Choose a location to plant snowdrops that is in full sun during late winter and early spring. They can be planted in lawn areas under trees because they bloom long before the trees leaf out. Soil should be rich and well-drained.
Improve the soil by adding 2 inches each of compost and peat moss to the surface. Dig them in by turning the soil over with a spade. Rake the area smooth.
Plant bulbs of snowdrops in mid fall, after the soil has cooled a bit from its warm summer temperatures. Daytime air temperatures should be in the 40s and 50s. Use a bulb planter or dig individual holes with a garden trowel. Add 1 tsp. of bone meal to the bottom of the hole and mix it into the soil with a stick or old fork. Place the bulbs into the holes with the pointed end up. Back fill with soil and firm the surface gently but firmly.

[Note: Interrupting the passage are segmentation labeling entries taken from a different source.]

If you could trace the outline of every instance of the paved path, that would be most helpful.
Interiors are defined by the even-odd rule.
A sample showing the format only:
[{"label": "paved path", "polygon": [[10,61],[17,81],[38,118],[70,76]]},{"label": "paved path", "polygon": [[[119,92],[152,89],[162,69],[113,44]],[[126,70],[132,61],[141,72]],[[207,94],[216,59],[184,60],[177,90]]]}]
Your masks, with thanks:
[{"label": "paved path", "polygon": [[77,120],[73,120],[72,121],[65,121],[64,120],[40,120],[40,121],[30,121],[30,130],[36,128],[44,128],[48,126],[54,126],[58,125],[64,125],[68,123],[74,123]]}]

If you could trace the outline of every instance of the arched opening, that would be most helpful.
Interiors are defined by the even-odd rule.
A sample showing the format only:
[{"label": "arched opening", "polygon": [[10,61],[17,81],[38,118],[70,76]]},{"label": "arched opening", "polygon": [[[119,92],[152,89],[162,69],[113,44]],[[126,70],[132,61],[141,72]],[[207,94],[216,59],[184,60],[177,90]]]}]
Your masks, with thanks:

Water the bed with an overhead lawn sprinkler. Thereafter, the bulbs will not need any additional watering, except for natural rainfall or snowfall.
Fertilize the bulbs in early spring after they finish blooming. Apply granulated all-purpose fertilizer to the ground around them and lightly scratch it into the soil. Follow the manufacturer's recommended quantities.
Remove the faded flowers and stems, but do not remove the foliage. Leave it to die down naturally, which will take up to six weeks. The foliage helps feed the bulbs, giving them energy to produce next year's flowers.